Tackling Technicalities

Implementing the CPUMASK_OFFSTACK method is crucial, given that each core introduces an additional 8KB to the kernel image size. Ampere’s cutting-edge CPUs stand out with the highest core count in the industry, surpassing even AMD’s latest Zen 4c EPYC CPUs, which cap at 128 cores. This unprecedented core count places Ampere in uncharted territory, making it the first CPU manufacturer to grapple with the limitations of ARM64 Linux Kernel 256-core threshold.

The Impact on Data Centers

While the core limit predicament does not affect systems equipped with a single 192-core AmpereOne chip, it poses a significant challenge for data center servers housing two of these powerhouse chips in a dual-socket configuration. Notably, SMT logical cores, or threads, also exceed the 256 figure on various systems, further compounding the complexity of the issue.

AmpereOne: A Revolutionary CPU Lineup

AmpereOne represents a paradigm shift in CPU design, featuring models with core counts ranging from 136 to an astounding 192 cores. Built on the ARMv8.6+ instruction set and leveraging TSMC’s cutting-edge 5nm node, these CPUs boast dual 128b Vector Units, 2MB of L2 cache per core, a 3 GHz clock speed, an eight-channel DDR5 memory controller, 128 PCIe Gen 5 lanes, and a TDP ranging from 200 to 350W. Tailored for high-performance data center workloads that can leverage substantial core counts, AmpereOne is at the forefront of innovation in the CPU landscape.

The Road Ahead

Despite Ampere’s proactive approach in submitting the patch to address the core limit challenge, achieving 512-core support might take some time. In 2021, a similar proposal was put forth, seeking to increase the ARM64 Linux CPU core limit to 512. However, Linux maintainers rejected it due to the absence of available CPU hardware with more than 256 cores at that time. Optimistically, 512-core support may not become a reality until the release of Linux kernel 6.8 in 2024.

A Glimmer of Hope

It’s important to note that the outgoing Linux kernel already supports the CPUMASK_OFFSTACK method for augmenting CPU core count limits. The ball is now in the court of Linux maintainers to decide whether to enable this feature by default, potentially expediting the timeline for achieving the much-needed 512-core support.

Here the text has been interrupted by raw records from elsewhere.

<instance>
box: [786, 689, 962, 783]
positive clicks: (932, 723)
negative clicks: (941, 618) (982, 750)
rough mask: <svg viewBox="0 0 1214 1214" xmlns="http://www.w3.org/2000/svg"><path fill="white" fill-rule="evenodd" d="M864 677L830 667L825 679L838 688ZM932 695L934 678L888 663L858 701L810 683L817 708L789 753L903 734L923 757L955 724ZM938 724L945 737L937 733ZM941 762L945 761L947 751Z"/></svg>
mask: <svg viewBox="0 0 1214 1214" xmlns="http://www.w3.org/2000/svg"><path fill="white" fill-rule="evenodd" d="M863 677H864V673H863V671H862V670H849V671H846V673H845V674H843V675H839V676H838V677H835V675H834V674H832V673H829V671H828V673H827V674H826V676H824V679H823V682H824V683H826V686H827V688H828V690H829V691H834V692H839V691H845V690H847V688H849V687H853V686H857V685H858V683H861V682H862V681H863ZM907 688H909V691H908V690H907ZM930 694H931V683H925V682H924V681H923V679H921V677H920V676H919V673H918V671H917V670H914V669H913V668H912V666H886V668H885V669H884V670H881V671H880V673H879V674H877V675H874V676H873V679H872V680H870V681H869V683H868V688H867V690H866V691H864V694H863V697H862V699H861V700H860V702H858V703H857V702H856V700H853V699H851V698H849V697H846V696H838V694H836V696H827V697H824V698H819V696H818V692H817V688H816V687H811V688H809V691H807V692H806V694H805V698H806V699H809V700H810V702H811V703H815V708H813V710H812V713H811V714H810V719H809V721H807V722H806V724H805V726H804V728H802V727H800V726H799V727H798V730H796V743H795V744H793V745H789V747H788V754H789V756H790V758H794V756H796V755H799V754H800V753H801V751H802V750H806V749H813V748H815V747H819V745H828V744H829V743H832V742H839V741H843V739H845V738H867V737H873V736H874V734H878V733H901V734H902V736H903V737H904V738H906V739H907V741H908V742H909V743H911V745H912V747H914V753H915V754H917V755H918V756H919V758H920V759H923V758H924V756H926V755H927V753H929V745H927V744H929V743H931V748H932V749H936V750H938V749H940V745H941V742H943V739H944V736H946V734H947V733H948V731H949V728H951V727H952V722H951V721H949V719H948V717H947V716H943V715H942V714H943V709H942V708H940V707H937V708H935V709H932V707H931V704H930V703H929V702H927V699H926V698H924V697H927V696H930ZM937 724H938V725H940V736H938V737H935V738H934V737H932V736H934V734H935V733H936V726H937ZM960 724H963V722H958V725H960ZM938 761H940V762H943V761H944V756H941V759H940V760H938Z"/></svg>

In conclusion, Ampere’s 192-core CPUs have thrust the industry into uncharted territory, necessitating innovative solutions to overcome the limitations of current ARM64 Linux kernel support. As technology continues to advance, collaborations between hardware manufacturers and software developers become increasingly pivotal in ensuring seamless compatibility and optimal performance for the next generation of data center systems.